Bird Sightings

As many are aware we have some birdwatchers who are social members and come and watch from the corner, or watch the bird feeders they have put up beyond the Flying 15 area. We have asked John one of the regulars to let us know what they see. The Terns are nesting on the raft so please give that a good berth (they will let you know if you get to close!). If you want to know more stop and ask.

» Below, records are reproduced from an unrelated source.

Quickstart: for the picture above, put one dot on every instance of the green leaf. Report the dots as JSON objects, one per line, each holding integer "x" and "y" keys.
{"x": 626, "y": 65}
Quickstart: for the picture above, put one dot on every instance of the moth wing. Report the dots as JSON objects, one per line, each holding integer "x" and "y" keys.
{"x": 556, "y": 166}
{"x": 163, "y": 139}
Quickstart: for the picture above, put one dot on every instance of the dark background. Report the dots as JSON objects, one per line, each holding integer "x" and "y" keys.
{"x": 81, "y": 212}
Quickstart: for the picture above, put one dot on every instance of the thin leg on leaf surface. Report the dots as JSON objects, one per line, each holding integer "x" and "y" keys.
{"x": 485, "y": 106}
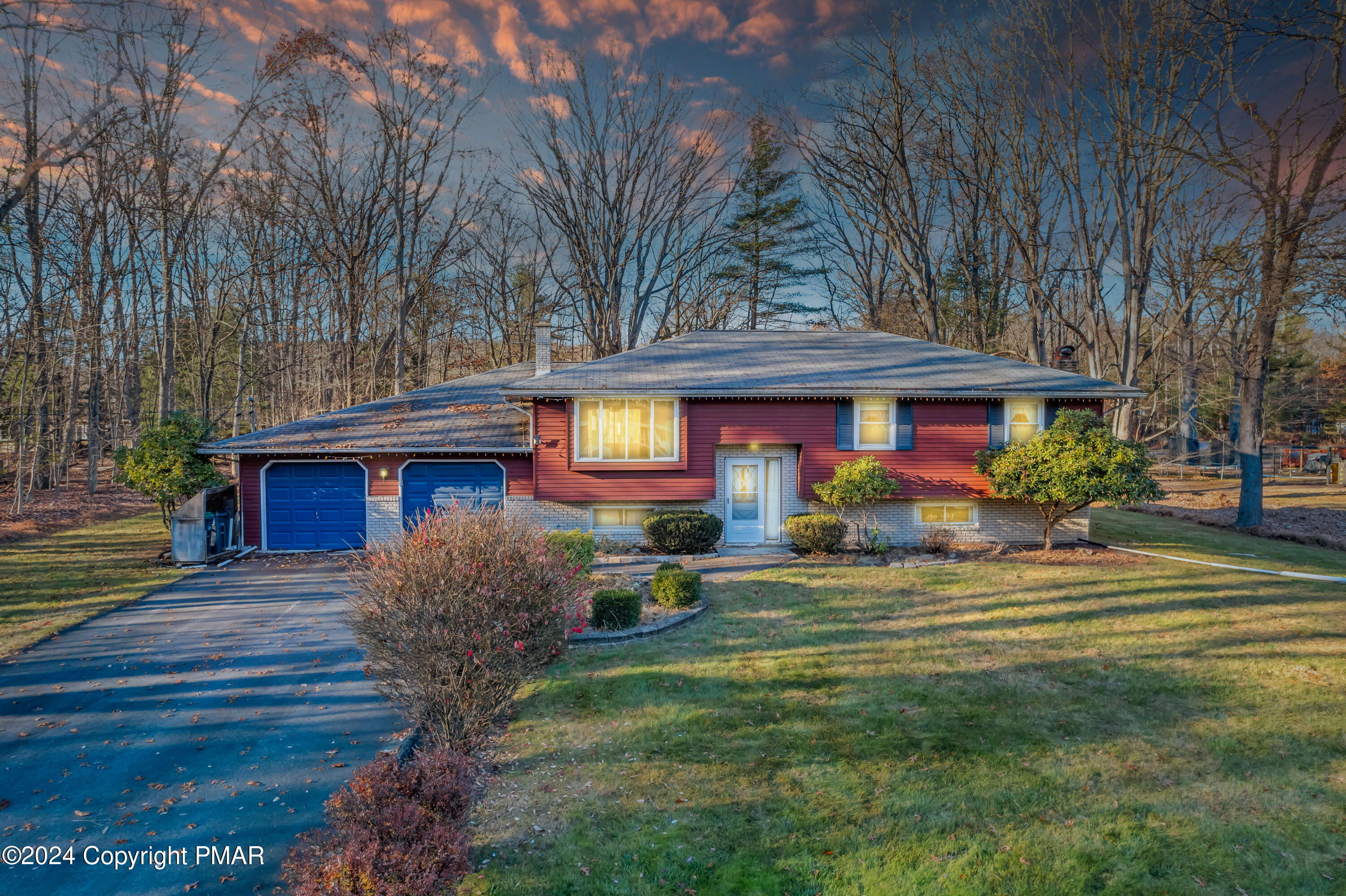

October proved to be an interesting month with several notable sightings. The majority of summer visitors departed and the last seven Swallows were seen on the 16th. Prior to this the first eight Fieldfares had arrived on the 12th. Fieldfares are a type of thrush and every winter thousands of birds arrive in the UK from their breeding grounds in Scandinavia. Two Pintail were seen on the 1st and a Kittiwake was noted briefly on the 15th, a species that is relatively common on the coast but rare inland. Many members will have seen the Little Egrets which often frequent the lake; they look like a small white heron. Their larger cousin the Great White Egret is far more unusual so a bird present for a few minutes on the morning of the 16th was an excellent sighting. A Black Tern on the 17th was a very late record for the county whilst on the same date a Merlin was also observed. Merlin is a small falcon which breeds on moorland and it is a less than annual visitor to the Hoveringham complex. Whooper Swans are what are known as ‘wild swans’ as opposed to our resident Mute Swans and parties of fifteen and three birds were seen during the month. We have once again set up the feeding station and it didn’t take the birds long to find it. Chaffinches, Reed Buntings, along with Great and Blue Tits are regular visitors and it was particularly pleasing to see up to six Tree Sparrows. Unfortunately several greedy Grey Squirrels also find the seed very much to their liking.